Few scientists were previously interested in carefully investigating the walking abilities of lungfish. Why is Shubin suddenly interested in them now? Shubin's motivation is revealed at the end of this Yahoo.com article:
These findings might also make us rethink whether recently discovered approximately 380-million-year-old tracks were in fact made by early tetrapods. They could have been created by other kinds of fish instead.Ah, now it all makes sense. Last year on ENV we talked about how tetrapod tracks in Poland from 397 million years ago challenged Shubin's claims (and the claims of many others) that the discovery of Tiktaalik in "rocks of just the right age" fulfilled "specific predictions" of evolutionary biology. (See here or here for those discussions.) To be more specific, the tracks implied that tetrapods lived about 20 million years before Tiktaalik, meaning that Tiktaalik's placement in the fossil record was no longer "just the right age" for it to be a direct transitional form between fish and amphibians.
This is why Shubin is interested now in studying lungfish to see how they might also produce walking tracks. He's hoping to show that perhaps these Polish tracks were made by fish (and not tetrapods), and thus don't prove tetrapods predated Tiktaalik after all.
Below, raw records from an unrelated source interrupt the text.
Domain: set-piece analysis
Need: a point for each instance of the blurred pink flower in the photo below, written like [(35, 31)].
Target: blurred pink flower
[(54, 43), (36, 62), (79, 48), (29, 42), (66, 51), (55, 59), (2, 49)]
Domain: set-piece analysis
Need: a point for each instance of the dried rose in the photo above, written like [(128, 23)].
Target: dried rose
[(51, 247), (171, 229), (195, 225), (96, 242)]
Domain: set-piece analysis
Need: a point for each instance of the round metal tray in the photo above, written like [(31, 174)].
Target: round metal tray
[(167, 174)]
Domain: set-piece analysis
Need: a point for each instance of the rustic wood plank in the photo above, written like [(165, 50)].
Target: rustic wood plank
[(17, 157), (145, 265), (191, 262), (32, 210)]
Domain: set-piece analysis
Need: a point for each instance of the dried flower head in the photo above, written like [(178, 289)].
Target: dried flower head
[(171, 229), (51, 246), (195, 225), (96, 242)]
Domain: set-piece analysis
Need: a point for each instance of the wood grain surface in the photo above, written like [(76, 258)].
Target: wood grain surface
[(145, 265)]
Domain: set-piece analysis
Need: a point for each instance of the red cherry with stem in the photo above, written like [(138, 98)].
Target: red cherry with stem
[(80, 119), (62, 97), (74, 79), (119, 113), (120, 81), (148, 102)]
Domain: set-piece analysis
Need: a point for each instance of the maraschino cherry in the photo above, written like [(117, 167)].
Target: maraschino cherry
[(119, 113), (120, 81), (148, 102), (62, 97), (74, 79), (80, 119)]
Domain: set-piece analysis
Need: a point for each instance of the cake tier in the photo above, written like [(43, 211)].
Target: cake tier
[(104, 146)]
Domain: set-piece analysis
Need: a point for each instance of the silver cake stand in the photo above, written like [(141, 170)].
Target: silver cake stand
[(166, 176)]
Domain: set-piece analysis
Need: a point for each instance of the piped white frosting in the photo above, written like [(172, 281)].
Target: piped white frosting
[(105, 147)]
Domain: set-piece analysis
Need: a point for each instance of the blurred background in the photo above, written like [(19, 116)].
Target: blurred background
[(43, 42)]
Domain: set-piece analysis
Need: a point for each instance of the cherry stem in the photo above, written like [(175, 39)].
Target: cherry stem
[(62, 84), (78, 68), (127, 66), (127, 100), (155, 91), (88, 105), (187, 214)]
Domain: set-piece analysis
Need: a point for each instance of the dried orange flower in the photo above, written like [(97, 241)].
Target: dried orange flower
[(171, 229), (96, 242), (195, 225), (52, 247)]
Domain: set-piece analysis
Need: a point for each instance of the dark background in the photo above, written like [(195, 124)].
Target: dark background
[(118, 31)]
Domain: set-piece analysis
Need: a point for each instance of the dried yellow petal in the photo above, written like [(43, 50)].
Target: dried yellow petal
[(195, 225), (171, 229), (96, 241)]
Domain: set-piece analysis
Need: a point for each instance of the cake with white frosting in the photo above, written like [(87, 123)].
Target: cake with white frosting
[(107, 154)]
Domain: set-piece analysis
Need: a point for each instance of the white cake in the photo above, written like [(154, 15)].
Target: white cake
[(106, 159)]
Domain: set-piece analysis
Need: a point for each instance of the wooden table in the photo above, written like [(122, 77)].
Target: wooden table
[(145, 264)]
So Shubin's motive for this research has everything to do with preserving the status of Tiktaalik -- a fossil he discovered, wrote books about, and from which he won much of his fame -- as a direct transitional form between fish and amphibians. It's an ad hoc auxiliary argument intended to prevent his "specific prediction" of evolutionary biology from falling apart.
But there's one big problem with Shubin's new argument. When the Polish tracks were originally found, reports stated things like:
- "They report the stunning discovery of tetrapod trackways with distinct digit imprints from Zachełmie, Poland, that are unambiguously dated to the lowermost Eifelian (397 Myr ago)." (Philippe Janvier & Gaël Clément, "Muddy tetrapod origins," Nature, Vol. 463:40-41 (January 7, 2010) (emphasis added).)
- "Some prints, showing individual digits, were found in limestone slabs unearthed in a quarry near Zachełmie, Poland, dated to about 395 million years ago -- more than 18 million years before tetrapods were thought to have evolved." (Rex Dalton, "Discovery pushes back date of first four-legged animal," Nature News (January 6, 2010) (emphasis added).)
- "The tracks were made by several individuals of a four-limbed species that had digits, or toes, on each foot, according to the research." (John Roach, "Oldest Land-Walker Tracks Found--Pushes Back Evolution," National Geographic (January 6, 2010) (emphasis added).)